Juru bicara Kementerian Luar Negeri China, Lin Jian, dalam konferensi pers di Beijing pada Jumat (8/5/2026) mengatakan bahwa terdapat warga negara China di atas kapal tersebut tanpa menyebut jumlah pasti. Ia menambahkan bahwa belum ada laporan korban jiwa di antara awak kapal.
Laporan Media Lokal
Konfirmasi ini disampaikan setelah laporan media lokal China, Caixin, pada Kamis (7/5) menyebut sebuah kapal tanker produk minyak milik China diserang di dekat Selat Hormuz pada Senin (4/5). Bagian dek kapal terbakar dan kapal bertanda "CHINA OWNER & CREW".
Menurut sumber yang memahami insiden, ini merupakan serangan pertama yang melibatkan kapal tanker China di jalur perairan vital tersebut. Lalu lintas melalui Selat Hormuz, yang sebelumnya dilintasi 20 persen pasokan minyak dan gas dunia, terhenti sejak perang dimulai pada 28 Februari lalu.
Identitas Kapal
Sumber keamanan maritim mengatakan kapal yang diserang diyakini bernama JV Innovation, yang melaporkan kebakaran di bagian dek kepada kapal lain di dekatnya pada Senin (4/5). Insiden terjadi di lepas pantai Uni Emirat Arab, dekat Mina Saqr.
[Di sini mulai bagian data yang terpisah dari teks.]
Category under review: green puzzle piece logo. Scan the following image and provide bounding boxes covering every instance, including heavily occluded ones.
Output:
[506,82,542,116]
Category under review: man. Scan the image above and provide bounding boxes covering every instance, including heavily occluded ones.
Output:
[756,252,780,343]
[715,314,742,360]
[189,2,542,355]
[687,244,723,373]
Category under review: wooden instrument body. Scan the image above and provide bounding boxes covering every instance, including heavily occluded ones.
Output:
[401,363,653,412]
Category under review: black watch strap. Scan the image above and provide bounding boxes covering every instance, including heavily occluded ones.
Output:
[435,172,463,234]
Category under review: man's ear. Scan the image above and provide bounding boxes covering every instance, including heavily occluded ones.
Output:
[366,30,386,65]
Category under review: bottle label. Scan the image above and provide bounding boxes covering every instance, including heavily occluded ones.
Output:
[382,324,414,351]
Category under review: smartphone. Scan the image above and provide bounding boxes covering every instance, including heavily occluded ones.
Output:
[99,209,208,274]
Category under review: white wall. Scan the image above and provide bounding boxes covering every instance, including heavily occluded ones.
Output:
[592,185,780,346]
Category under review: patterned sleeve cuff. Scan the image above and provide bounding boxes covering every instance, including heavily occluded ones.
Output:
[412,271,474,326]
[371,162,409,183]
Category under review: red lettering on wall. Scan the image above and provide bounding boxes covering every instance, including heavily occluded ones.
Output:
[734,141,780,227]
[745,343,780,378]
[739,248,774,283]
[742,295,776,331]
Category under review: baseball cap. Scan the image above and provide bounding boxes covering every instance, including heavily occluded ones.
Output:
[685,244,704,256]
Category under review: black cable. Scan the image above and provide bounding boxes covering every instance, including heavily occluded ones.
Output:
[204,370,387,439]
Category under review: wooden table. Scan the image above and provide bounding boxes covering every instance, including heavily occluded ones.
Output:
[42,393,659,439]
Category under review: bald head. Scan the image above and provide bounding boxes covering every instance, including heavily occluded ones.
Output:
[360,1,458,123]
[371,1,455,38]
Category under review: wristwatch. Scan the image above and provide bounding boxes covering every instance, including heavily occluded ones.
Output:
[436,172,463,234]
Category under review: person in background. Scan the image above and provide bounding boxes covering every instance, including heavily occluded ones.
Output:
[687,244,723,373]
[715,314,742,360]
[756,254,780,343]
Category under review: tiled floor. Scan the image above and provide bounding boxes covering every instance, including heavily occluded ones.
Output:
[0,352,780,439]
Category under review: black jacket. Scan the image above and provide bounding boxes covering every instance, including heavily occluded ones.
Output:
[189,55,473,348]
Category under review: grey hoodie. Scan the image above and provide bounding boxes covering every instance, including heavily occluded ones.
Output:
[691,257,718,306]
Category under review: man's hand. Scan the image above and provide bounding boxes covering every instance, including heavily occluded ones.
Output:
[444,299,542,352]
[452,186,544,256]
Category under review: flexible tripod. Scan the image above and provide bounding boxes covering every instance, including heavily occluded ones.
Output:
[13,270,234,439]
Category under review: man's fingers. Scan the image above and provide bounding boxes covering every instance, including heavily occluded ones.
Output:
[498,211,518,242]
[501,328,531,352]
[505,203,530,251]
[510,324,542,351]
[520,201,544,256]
Sumber Serangan Masih Misterius
Kepala teknisi kapal, Liu Haining, yang turun dari kapal sepekan lalu, mengatakan kepada abc.net.au bahwa sumber serangan belum diketahui. "Pada tahap ini, tidak ada cara untuk memastikan siapa yang menyerangnya. Mungkin bukan rudal, lebih mungkin peluru artileri atau drone. Masih belum jelas," ujarnya.
Liu menyebut kapal tanker masih tetap beroperasi setelah terkena serangan. Belum jelas mengapa kapal menjadi target atau apakah insiden itu kecelakaan. "Mereka tidak menyangka akan diserang karena kapal itu bahkan tidak bergerak," katanya.